I scoot inside the cottage and lock the door behind me.
Time to face the new reality of my evenings, which are solitary and very quiet. After that last howl even the coyotes have given up.
We have a TV, but the channel selection is rock bottom. I can watch The Bachelor, Gone Fishin’, The Bachelor, a re-run of the Winnipeg Just for Laughs Comedy Festival or The Bachelor. I do a final run up, then down the channels and find one more station offering a blurry, interference-laced episode of – yup – The Bachelor.
I have a laptop, but no internet connection, and the service on my cheap cell phone is spotty at best.
I could call Slate, but what would I say? ‘I’ve learned how to clean windows without leaving streaks?’ or ‘Just this morning I collected the eggs for tomorrow’s omelettes straight from Betsy’s chickens?’
I can just hear her: ‘You know how to party Megsters!’
Instead I thumb out a text:
Have already been driving (and already cleaning). Already met a guy, too – don’t get excited – not what you think: cowboy. Talk later.
I press “send” and leave the phone positioned on the coat hook/shelf in the front hall, where it seems to get the best reception. The message will go eventually.

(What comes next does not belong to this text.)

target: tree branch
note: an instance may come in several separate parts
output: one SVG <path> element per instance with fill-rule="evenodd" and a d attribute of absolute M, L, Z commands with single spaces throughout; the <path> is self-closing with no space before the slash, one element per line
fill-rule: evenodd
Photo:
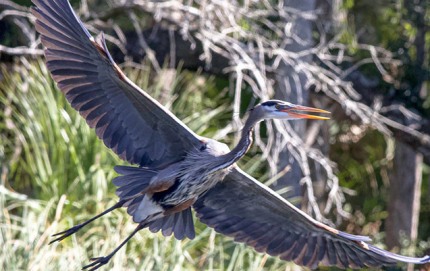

I hesitate, then pick the phone up again, scroll to the message my mom sent yesterday, asking how the first day of w
ork went. Reply:
Work is good. Cottage is clean. I am fine. How is Chester? Oh, and Dad, too. Bye for now.
With the social part of my evening behind me, I grab a Diet Coke, and a bag of Doritos, and tromp up the stairs to bed, to the book I half-finished at two o’clock this morning.
As I settle into my bed to read, I mentally edit my text to my mom:
Eating chips in bed. Delicious! Crumbs everywhere.
Another howl rises through the now-dark air outside, and my smile disappears. I need a good sleep tonight and those howls aren’t the lullaby I’m looking for.
“Don’t!” My voice bounces back to me under the low eaves of the long room. I shake my head. It’s over. There’s no way to change what happened to Major. Why can’t my night-time brain accept what my daytime mind knows?
I go back to the beginning of the page, to re-read all the words I didn’t take in the first time. I’m fine. This is good. I’ll let the story distract me.
Which would be a great plan, if it wasn’t for the tear drop staining the paper before I even get to the bottom of the page.
Chapter Eight
There’s no sleeping late, here. While the fields surrounding the cottage never stop humming with noise, at dawn the buzz intensifies from soft cricket songs, and gentle owl hoots, to the trills of tree swallows and bobolinks. Wake up! Wake up! Wake up!
Even the waves seem to lap at the shore a little more loudly and, as soon as it nudges above the horizon, the rising sun spotlights my east-facing window.
I yank my hair into a pony tail and swap my sleep shirt for a t-shirt and running shorts. When I step through the screen door, the boards of the porch are soft and already sun-warmed under my sock feet. I toe my running shoes on, and skip every second step on my way down to the gravel driveway.
It’s a gorgeous time to run. It’s been a hot spring, and the summer’s stoking up to be no different. By mid-morning, the air pulses with heat.